Bob Techentin posted to comp.lang.tcl, in response to someone who wanted to get a list of numbers in a random order, the following:
To get a unique list of numbers (say, 1-1000) in a random order, you can first create an ordered list, then randomize the list by walking through once and performing a random "swap". Something like this:
for {set i 0} {$i < 1000} {incr i} {lappend nums $i} for {set i 0} {$i < 1000} {incr i} { set j [expr {int(rand() * 1000)}] set temp [lindex $nums $j] set nums [lreplace $nums $j $j [lindex $nums $i]] set nums [lreplace $nums $i $i $temp] }
KPV: I'd like to emphasize here a point that JE makes below which is that most of the algorithms here are biased. Specifically, not all permutations are equally likely.

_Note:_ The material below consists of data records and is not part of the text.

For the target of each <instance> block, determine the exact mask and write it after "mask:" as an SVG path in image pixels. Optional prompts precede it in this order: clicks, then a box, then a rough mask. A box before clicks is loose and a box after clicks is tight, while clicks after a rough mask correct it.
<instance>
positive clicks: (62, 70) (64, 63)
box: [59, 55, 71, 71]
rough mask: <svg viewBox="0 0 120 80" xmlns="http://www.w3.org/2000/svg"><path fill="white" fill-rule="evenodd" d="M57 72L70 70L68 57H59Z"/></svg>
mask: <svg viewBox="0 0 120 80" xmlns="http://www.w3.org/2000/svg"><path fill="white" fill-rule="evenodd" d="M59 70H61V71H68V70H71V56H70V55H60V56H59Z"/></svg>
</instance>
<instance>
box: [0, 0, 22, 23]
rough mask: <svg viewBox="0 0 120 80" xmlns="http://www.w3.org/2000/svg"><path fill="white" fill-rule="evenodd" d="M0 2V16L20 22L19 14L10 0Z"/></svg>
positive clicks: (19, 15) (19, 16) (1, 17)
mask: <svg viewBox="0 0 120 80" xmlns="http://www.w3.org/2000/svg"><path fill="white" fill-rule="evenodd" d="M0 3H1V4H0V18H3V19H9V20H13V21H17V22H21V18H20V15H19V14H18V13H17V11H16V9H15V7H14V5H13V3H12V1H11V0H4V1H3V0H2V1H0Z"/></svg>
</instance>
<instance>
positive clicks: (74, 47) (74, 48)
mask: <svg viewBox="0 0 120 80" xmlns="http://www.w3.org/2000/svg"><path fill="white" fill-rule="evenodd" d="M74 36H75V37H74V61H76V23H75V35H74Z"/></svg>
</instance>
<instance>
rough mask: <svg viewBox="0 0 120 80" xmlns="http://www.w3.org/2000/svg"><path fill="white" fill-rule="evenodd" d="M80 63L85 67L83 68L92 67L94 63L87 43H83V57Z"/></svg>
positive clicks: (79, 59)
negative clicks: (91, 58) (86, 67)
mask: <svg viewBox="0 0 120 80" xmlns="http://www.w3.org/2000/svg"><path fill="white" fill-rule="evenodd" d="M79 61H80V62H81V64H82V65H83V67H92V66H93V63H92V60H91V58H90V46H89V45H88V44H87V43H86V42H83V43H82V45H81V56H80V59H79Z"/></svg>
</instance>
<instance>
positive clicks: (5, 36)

Only shuffle3, shuffle4, shuffle5a, and shuffle10 are unbiased.
Here's a quick proof that the algorithm above is biased: it iterates over N items each time selecting from N possible random numbers for a total of N**N possible random sequences. Each random sequence generates a permutation, but since N! is less than N**N, some permutations must be generated more than once. Furthermore, N! does not divide N**N, so some permutations must be generated more often than others.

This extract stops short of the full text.